Tatters and Rags Skirt

This is one of the  easiest skirts you can make. It does take patience, however, it can easily be done without a sewing machine (I made my first one by hand while watching TV  one night!). It is fairly full, open in front, longer in back and just too much fun to dance in. You get the benefits of a long skirt, but also can wear thigh high boots which look super sexy peeking out as you walk. It's very flattering on almost any figure, and especially if you are curvy... 
 like I am.  

What you need is  one large triangle of velvet, or some other fairly sturdy fabric for the yoke of the skirt. To this you attach a bib of lace or jacquard, anything that hang well yet be fairly sturdy that will be the base for attaching the 'tatters' {fig.1}. 


The longest points of the velvet yoke should measure half again your hip measurement from end to end, that way you ensure you have enough fabric to tie it  together in front. Stitch the bib of lace fabric to the velvet yoke with small strong stitches. Once you have that attached, the real fun begins. 

Take scrapes of velvet, lace, light jacquard, mesh, sequin fabric, pretty much anything and trim them to elongated pentagons or triangles like {fig.2}. I sometimes do a more rounded version of the pentagon shape with a point at the end. 

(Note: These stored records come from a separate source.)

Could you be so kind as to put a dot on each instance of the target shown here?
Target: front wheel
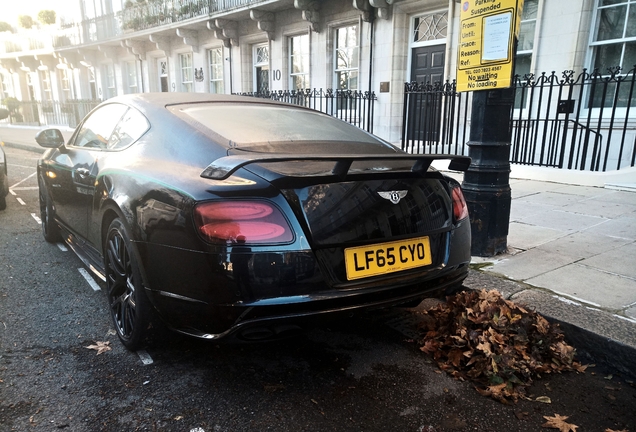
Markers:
(50, 230)
(130, 309)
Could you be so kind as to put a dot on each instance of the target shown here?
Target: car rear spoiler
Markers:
(224, 167)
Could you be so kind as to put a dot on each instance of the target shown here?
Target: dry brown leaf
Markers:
(558, 422)
(100, 347)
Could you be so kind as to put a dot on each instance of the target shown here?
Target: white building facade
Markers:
(238, 46)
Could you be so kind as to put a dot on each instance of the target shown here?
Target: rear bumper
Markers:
(215, 303)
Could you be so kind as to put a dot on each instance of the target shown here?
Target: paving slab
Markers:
(620, 260)
(584, 244)
(596, 207)
(517, 212)
(620, 197)
(525, 236)
(550, 198)
(623, 227)
(585, 191)
(589, 285)
(562, 220)
(530, 264)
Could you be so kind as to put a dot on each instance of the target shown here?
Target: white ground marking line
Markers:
(89, 279)
(145, 357)
(23, 180)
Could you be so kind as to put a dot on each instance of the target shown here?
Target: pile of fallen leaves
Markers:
(498, 345)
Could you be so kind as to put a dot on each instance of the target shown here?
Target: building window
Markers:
(614, 35)
(261, 68)
(162, 65)
(299, 62)
(45, 85)
(109, 83)
(5, 79)
(187, 83)
(65, 83)
(430, 27)
(525, 44)
(92, 83)
(347, 61)
(215, 63)
(613, 45)
(131, 77)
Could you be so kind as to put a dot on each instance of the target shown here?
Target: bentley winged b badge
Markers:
(393, 196)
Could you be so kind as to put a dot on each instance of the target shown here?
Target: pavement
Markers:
(571, 256)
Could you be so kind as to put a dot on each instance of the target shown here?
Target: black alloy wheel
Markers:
(50, 230)
(129, 306)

Then one at a time fold each scrap in and hold the pleat {fig. 3} as  you sew them in rows to the lace part of the skirt {fig.4) being sure to stagger your rows so that the base fabric is completely covered. You may find it helpful to pin a scrap on, sew it down, pin another one on, etc. 



 Work your way from the hem up to the seam where it meets the velvet. Stop there. You can put a nice lace border to cover where the top row is sewn. Just topstitch to the velvet edge then just below the velvet edge. This also reinforces the seam.  I used the same lace bordering this page for my first one but any trim that is finished on boith the top and bottom edges will do.  Finish off the remaining edges of the velvet by  doing a very small hem. Just fold the fabric over and stitch along the edge neatly. This will keep the velvet from fraying which is especially important for the ends which you will tie together to put fasten the skirt on. 

Depending on your figure you might be able to just tie it in front and go, but I find  it most comfortable and flattering to tie the skirt where it rests up on my hips but the knot is a few inches below my waist. I then pull the fabric up in front and fasten with a hook and eye, {a discreet safety pin will work as well}, so it is snug around or just below my waist. {fig. 5}


 Now there you have it. A skirt which is simple to make, yet looks quite impressive on. Remember, the more rows you add the floofier the skirt gets. You can add in scraps of lamé or dot sequin fabric to give it a bit of sparkle. You can also do bead work along the seam where you put the lace trim... 

          or instead of the lace trim. As always, use your imagination!